Free Non Disclosure Agreement Template
Now that you know exactly what an NDA is and what it’s used for, you can download a free non-disclosure agreement template here (it’s a non-editable Google doc so make a copy). We recommend that you seek legal advice before using this NDA template as a binding contract.
However, if you’re an Acquire customer, you can get peace of mind without the manual work. We now have an NDA builder directly inside of the Acquire workflow that automates the drafting, sending, and signing of NDAs. Buyers must sign an NDA with every access request, which helps sellers skip past the early admin to get straight to acquisition offers.
Happy NDA-ing!
What Is The Purpose of a Non-Disclosure Agreement?
A non-disclosure agreement (NDA) is a legally binding contract between you and another party (or parties) in which one party agrees to maintain the confidentiality of information the other party shares.
The purpose of an NDA is to protect sensitive information, proprietary knowledge, trade secrets, or business plans from being disclosed to unauthorized parties. The NDA outlines the scope of the confidential information and the consequences of breaching the contract.
How Serious Is a Non-Disclosure Agreement?
Non-disclosure agreements (NDAs) are serious legal contracts, enforceable in court. If you breach the terms of an NDA, you may face serious consequences. The other party can take legal action, such as requesting an injunction or monetary damages, for which you will be held responsible.
Therefore, it’s important to fully understand the terms and obligations of an NDA before you sign it. Seek legal advice if you have any questions or concerns.
What Are the Three Types of Non-Disclosure Agreements?
There are three main types of non-disclosure agreements (NDAs):
- Unilateral NDA: A unilateral NDA means only one party shares confidential information with another party. The receiving party has to maintain the confidentiality of that information.
- Bilateral NDA: A bilateral NDA means both parties share confidential information. Both sides need to maintain the confidentiality of each other’s information.
- Multilateral NDA: A multilateral NDA means multiple parties share confidential information with each other. All parties are required to maintain the confidentiality of the information shared among them.
Is a Non-Disclosure Agreement Legally Binding?

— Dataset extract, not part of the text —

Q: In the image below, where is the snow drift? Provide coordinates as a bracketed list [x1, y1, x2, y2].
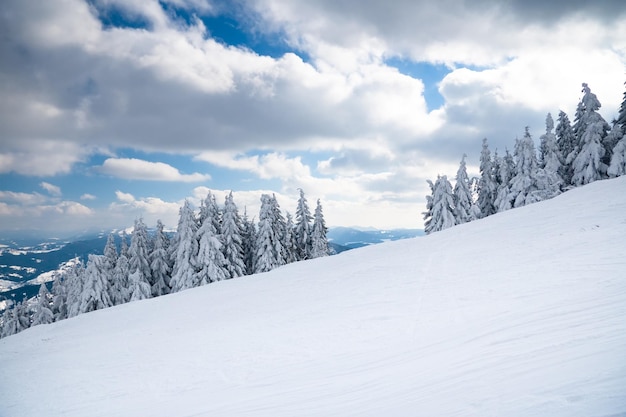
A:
[1, 178, 625, 417]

Yes, a non-disclosure agreement (NDA) is legally binding and enforceable under contract law. If properly executed, an NDA creates a legally binding obligation for the recipient to keep the information confidential and not use it for unauthorized purposes.
What Are The 5 Key Elements of a Non-Disclosure Agreement?
A non-disclosure agreement (NDA) typically includes the following five key elements:
- Definition of Confidential Information: The NDA defines what information is considered confidential and subject to the terms of the agreement.
- Term and Termination: The NDA outlines how long the agreement lasts and the circumstances under which it can be terminated.
- Obligations of Receiving Party: The NDA explains the obligations of the recipient of the confidential information, including their duty to keep the information secret and not use it for unauthorized purposes.
- Exclusions from Confidentiality: The NDA may also include confidentiality exclusions, such as information that is already known to the receiving party or becomes public knowledge at a later date.
- Remedies for Breach: The NDA outlines the consequences for any unauthorized disclosure of the information and may specify the disclosing party’s legal remedies, such as injunctive relief or monetary damages.